A 37-year-old homeless patient was admitted after being found lying in the street, weak but fully conscious. On arrival, the patient did not have any localizing symptoms but admitted to using intravenous (IV) heroin the same evening. One month prior to his current admission, he was observed for a small abscess in his right arm for which he refused percutaneous draining. The patient's previous medical history includes untreated schizophrenia and glucose-6-phosphate dehydrogenase deficiency. During his current presentation, his vital signs were within normal limits and his physical examination was unremarkable except for a small abscess in his right arm. His blood tests were significant for a slightly elevated white blood cell count of 12.3*10^9/L with a relative neutrophilia of 83.5%, hemoglobin 11.1 gr%, sodium 125 mmol/L and an elevated CRP of 13.7 mg/dl. The rest of his blood tests, including ethanol, were normal. Urine toxicology was positive for cannabinoids and morphine. His chest X-ray was unremarkable, and electrocardiogram showed sinus tachycardia with no other abnormalities. On further exam, this finding on his right arm was determined to be an area of induration and cellulitis with no abscess. Early after his admission, he started suffering from a high fever, up to 40°C. Blood cultures were obtained and antibiotic treatment with IV cefazolin 1,000 mg tid was initiated. Concurrently, a new systolic murmur in the left sternal border was noted. His blood cultures were positive for methicillin-resistant Staphylococcus aureus (MRSA) with resistances profile that included clindamycin, erythromycin and methicillin. Treatment was changed accordingly to IV vancomycin 1000 mg bid. The following day, another blood culture also came back positive for MRSA but with a difference in the resistances profile which now included chloramphenicol and methicillin. After two days, an additional blood culture came positive, but this time with methicillin-sensitive Staphylococcus aureus (MSSA), with resistances to clindamycin and erythromycin.
This raised the question of a possible lab misinterpretation or a rare case of infection with two distinct Staphylococcus aureus (S. aureus) clones simultaneously. The lab was notified of the two possibilities and to our surprise, microbiological lab analysis revealed two distinct S. aureus isolates (Fig. 1). Further analysis at the S. aureus national reference center confirmed the presence of mecA in the MRSA isolate. In addition, the isolate was Panton-Valentine Leukocidin (pvl) positive, spa type t121 (repeat succession 11-19-21-17-34-24-34-22-25), and SCCmec type IV. The MSSA isolate was found to be mecA and pvl negative, and spa type t6605 (repeat succession 08-16-02-25-02-02-25-34-25).

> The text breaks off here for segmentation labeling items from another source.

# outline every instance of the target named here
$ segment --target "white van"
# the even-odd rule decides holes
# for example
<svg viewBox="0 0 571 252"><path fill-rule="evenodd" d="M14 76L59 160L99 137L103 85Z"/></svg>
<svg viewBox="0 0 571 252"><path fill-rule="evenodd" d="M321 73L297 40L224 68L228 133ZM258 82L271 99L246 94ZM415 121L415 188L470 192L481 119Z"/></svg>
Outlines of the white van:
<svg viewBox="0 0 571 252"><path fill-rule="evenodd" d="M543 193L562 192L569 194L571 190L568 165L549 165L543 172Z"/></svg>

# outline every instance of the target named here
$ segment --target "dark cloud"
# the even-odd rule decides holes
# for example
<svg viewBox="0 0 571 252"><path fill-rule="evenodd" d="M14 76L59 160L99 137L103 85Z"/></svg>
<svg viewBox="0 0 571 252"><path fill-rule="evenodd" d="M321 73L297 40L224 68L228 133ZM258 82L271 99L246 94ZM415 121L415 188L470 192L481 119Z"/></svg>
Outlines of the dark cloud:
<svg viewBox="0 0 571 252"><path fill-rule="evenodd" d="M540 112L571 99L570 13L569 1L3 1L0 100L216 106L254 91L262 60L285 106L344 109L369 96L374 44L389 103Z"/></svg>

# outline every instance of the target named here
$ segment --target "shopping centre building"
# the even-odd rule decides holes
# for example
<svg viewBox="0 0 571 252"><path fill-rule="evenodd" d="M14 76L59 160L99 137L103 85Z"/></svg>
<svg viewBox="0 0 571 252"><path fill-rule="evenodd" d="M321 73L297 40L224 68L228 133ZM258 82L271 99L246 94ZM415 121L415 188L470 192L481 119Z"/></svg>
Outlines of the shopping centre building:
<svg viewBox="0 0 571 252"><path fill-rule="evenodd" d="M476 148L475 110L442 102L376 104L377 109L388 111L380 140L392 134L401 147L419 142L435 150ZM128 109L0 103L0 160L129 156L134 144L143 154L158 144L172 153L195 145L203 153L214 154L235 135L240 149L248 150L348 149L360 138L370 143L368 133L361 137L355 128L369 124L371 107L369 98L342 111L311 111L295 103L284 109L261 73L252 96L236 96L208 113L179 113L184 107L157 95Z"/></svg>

Due to multiple positive blood cultures with both MSSA and MRSA, a new murmur, and a history of IV drug use, endocarditis was suspected. Rheumatoid factor and complement levels were within normal limits. Trans-thoracic echocardiography showed an echogenic mass of 10x7 mm on the tricuspid valve, attached to the septal leaflet, with at least moderate tricuspid regurgitation. Trans-esophageal echocardiography confirmed the previous findings and showed flail prolapse of the septal leaflet with a ruptured chordae tendineae and a severe, very eccentric jet of tricuspid regurgitation. A diagnosis of right-sided endocarditis was confirmed.
After the initiation of vancomycin antibiotic therapy, the MRSA stopped growing from the blood cultures within two days, while MSSA cultures were still positive for additional three more days. The subsequent blood cultures were negative. The patient completed one month of treatment with IV vancomycin. He continued treatment with trimethoprim-sulfamethoxazole 800/160 mg bid and ciprofloxacin 500 mg bid orally for another week and was discharged in general good health. The patient returned to the emergency department six and seven months after discharge for various non-cardiac and non-infectious complaints. Three sets of blood cultures that were obtained on those presentations were sterile.